R: Find a target number of clusters in the data using convex...

convex_clustering {CCMMR}

R Documentation

Find a target number of clusters in the data using convex clustering

Description

convex_clustering attempts to find the number of clusters specified by the user by means of convex clustering. The algorithm looks for each number of clusters between target_low and target_high. If target_low = target_high, the algorithm searches for a single clustering. It is recommended to specify a range around the desired number of clusters, as not each number of clusters between 1 and nrow(X) may be attainable due to numerical inaccuracies.

Usage

convex_clustering(
  X,
  W,
  target_low,
  target_high = NULL,
  max_iter_phase_1 = 2000,
  max_iter_phase_2 = 20,
  lambda_init = 0.01,
  factor = 0.025,
  tau = 0.001,
  center = TRUE,
  scale = TRUE,
  eps_conv = 1e-06,
  burnin_iter = 25,
  max_iter_conv = 5000,
  save_clusterpath = FALSE,
  verbose = 0
)

Arguments

`X`	An `n` x `p` numeric matrix. This function assumes that each row represents an object with `p` attributes.
`W`	A `sparseweights` object, see sparse_weights.
`target_low`	Lower bound on the number of clusters that should be searched for.
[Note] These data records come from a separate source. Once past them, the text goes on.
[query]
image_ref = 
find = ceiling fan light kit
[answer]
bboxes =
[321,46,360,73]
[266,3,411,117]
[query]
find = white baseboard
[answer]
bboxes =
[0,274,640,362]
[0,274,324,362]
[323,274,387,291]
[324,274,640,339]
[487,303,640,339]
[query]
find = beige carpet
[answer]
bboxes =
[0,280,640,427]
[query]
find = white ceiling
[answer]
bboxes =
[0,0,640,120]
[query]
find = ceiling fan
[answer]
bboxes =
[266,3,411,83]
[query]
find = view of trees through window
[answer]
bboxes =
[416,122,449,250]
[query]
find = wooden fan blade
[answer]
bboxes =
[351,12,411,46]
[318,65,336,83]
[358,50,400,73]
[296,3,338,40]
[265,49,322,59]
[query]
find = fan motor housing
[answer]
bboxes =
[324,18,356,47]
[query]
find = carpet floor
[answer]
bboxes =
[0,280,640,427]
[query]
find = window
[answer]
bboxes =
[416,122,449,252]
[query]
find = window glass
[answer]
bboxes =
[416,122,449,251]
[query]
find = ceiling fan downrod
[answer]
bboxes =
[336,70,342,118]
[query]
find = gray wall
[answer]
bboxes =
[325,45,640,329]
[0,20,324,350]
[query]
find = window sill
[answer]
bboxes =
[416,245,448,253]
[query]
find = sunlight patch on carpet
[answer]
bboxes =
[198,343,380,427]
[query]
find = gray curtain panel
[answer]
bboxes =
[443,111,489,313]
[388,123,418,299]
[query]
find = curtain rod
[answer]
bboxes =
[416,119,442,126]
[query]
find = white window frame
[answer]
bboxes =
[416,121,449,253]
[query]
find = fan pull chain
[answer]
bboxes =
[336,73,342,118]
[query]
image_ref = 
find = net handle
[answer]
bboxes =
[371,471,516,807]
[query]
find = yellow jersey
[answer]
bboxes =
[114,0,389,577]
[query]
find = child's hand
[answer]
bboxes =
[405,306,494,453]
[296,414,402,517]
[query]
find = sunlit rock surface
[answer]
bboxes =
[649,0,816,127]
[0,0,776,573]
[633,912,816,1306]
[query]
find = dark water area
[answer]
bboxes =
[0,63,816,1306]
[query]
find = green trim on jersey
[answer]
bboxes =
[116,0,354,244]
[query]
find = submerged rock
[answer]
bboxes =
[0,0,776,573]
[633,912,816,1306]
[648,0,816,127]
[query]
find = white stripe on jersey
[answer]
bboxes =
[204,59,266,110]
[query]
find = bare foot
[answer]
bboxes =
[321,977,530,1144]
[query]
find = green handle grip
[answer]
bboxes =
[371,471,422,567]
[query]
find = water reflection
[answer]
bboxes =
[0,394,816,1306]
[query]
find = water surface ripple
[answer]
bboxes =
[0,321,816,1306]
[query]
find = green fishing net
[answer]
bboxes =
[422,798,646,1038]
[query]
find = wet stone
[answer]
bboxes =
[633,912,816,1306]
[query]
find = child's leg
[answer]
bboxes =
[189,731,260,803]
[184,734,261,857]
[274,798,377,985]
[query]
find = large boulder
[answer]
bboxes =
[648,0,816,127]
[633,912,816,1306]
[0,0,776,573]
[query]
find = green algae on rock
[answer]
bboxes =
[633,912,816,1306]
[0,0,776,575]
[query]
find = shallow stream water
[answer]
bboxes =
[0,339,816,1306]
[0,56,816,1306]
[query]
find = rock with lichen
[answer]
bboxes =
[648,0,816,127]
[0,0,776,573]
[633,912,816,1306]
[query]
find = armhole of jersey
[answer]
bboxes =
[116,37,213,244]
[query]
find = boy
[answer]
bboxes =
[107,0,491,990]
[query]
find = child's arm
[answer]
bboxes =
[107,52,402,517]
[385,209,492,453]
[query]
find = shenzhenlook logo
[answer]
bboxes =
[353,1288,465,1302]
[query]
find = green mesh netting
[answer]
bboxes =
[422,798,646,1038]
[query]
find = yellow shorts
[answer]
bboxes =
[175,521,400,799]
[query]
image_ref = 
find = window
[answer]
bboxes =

If `target_high = NULL`, this is the exact number of clusters that is searched for.
`target_high`	Upper bound on the number of clusters that should be searched for. Default is `NULL`, in that case, it is set equal to `target_low`.
`max_iter_phase_1`	Maximum number of iterations to find an upper and lower bound for the value for lambda for which the desired number of clusters is attained. Default is 2000.
`max_iter_phase_2`	Maximum number of iterations to to refine the upper and lower bounds for lambda. Default is 20.
`lambda_init`	The first value for lambda other than 0 to use for convex clustering. Default is 0.01.
`factor`	The percentage by which to increase lambda in each step. Default is 0.025.
`tau`	Parameter to compute the threshold to fuse clusters. Default is 0.001.
`center`	If `TRUE`, center `X` so that each column has mean zero. Default is `TRUE`.
`scale`	If `TRUE`, scale the loss function to ensure that the cluster solution is invariant to the scale of `X`. Default is `TRUE`. Not recommended to set to `FALSE` unless comparing to algorithms that minimize the unscaled convex clustering loss function.
`eps_conv`	Parameter for determining convergence of the minimization. Default is 1e-6.
`burnin_iter`	Number of updates of the loss function that are done without step doubling. Default is 25.
`max_iter_conv`	Maximum number of iterations for minimizing the loss function. Default is 5000.
`save_clusterpath`	If `TRUE`, store the solution that minimized the loss function for each lambda. Is required for drawing the clusterpath. Default is `FALSE`. To store the clusterpath coordinates, `n` x `p` x `no. lambdas` values have to be stored, this may require too much memory for large data sets.
`verbose`	Verbosity of the information printed during clustering. Default is 0, no output.

Value

A cvxclust object containing the following

`info`	A dataframe containing for each value for lambda: the number of different clusters, and the value of the loss function at the minimum.
`merge`	The merge table containing the order at which the observations in `X` are clustered.
`height`	The value for lambda at which each reduction in the number of clusters occurs.
`order`	The order of the observations in `X` in order to draw a dendrogram without conflicting branches.
`elapsed_time`	The number of seconds that elapsed while running the code. Note that this does not include the time required for input checking and possibly scaling and centering `X`.
`coordinates`	The clusterpath coordinates. Only part of the output in case that `save_clusterpath=TRUE`.
`lambdas`	The values for lambda for which a clustering was found.
`eps_fusions`	The threshold for cluster fusions that was used by the algorithm.
`phase_1_instances`	The number of instances of the loss function that were minimized while finding an upper and lower bound for lambda. The sum `phase_1_iterations + phase_2_iterations` gives the total number of instances solved.
`phase_2_instances`	The number of instances of the loss function that were minimized while refining the value for lambda. The sum `phase_1_iterations + phase_2_iterations` gives the total number of instances solved.
`num_clusters`	The different numbers of clusters that have been found.
`n`	The number of observations in `X`.

Examples

# Load data
data(two_half_moons)
data = as.matrix(two_half_moons)
X = data[, -3]
y = data[, 3]

# Get sparse weights in dictionary of keys format with k = 5 and phi = 8
W = sparse_weights(X, 5, 8.0)

# Perform convex clustering with a target number of clusters
res1 = convex_clustering(X, W, target_low = 2, target_high = 5)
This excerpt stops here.